When I finally sat down to write my uncle
a letter, I was surprised at how easily the words came. I took care not
to clutter the letter with a lifetime’s worth of statistics and detail.
I enclosed the copy of Inuktitut magazine, with my search story in it,
as well as a photograph of my mother with her three oldest sons, taken
by the Rev. Earl Gerber in 1955. There was no agony, no pain, in doing
After three paragraphs of basics, the gist
of my message was this: “My family would dearly love to obtain a
photograph of William Mackenzie Peter, and learn anything about him and
his life that his descendents might willingly share with us. We do not
wish any harm or embarrassment on the Peter family. We only seek to
share the human bonds that connect us to each other through this man.”
Putting this letter in the mail lifted a
huge weight from my mind.
If I were ever to write a guide to finding
long-lost relatives, the section on making contact would contain the
following: “Once you have the address or telephone number of your
subject, write a letter directly to the one you’re searching for, with
these points in mind: A) Do not agonize over finding a “third Party” to
make the contact. Direct lines are best. B) Make the letter short, and
concise. Statistics and details can always follow later. C) Don’t try to
disguise the search as something else. There’s nothing like honesty and
directness. If you fail, you will have given it your best.”

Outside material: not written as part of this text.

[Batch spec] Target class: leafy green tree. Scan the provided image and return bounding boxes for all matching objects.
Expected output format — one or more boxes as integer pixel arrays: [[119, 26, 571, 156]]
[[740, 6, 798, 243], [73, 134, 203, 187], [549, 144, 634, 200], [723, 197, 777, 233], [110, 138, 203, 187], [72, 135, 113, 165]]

Nine days later, a reply came by e-mail
from Jess Peter, my uncle’s wife. They had received my letter seven days
after I sent it, but had taken two days to digest it. This was actually
a very short time to take in such a major revelation. Quite
understandably, they had been stunned by its contents. But they replied
openly, positively, and quickly.
There was a pleasant, fulfilling threshold
of accomplishment crossed here. This was the beginning of the end of my
Great Search, and it felt wonderful!
Attached to the e-mail was a black and
white photograph, taken in 1966, of my uncle William James Peter, his
mother Mary, and my grandfather, William Mackenzie Peter. This photo was
clear, and the facial features of all three were confirmation of the
1954 photo sent by the Menzies’.
In an e-mail simply titled “Hallelujah!”,
I sent this photo to three of my siblings.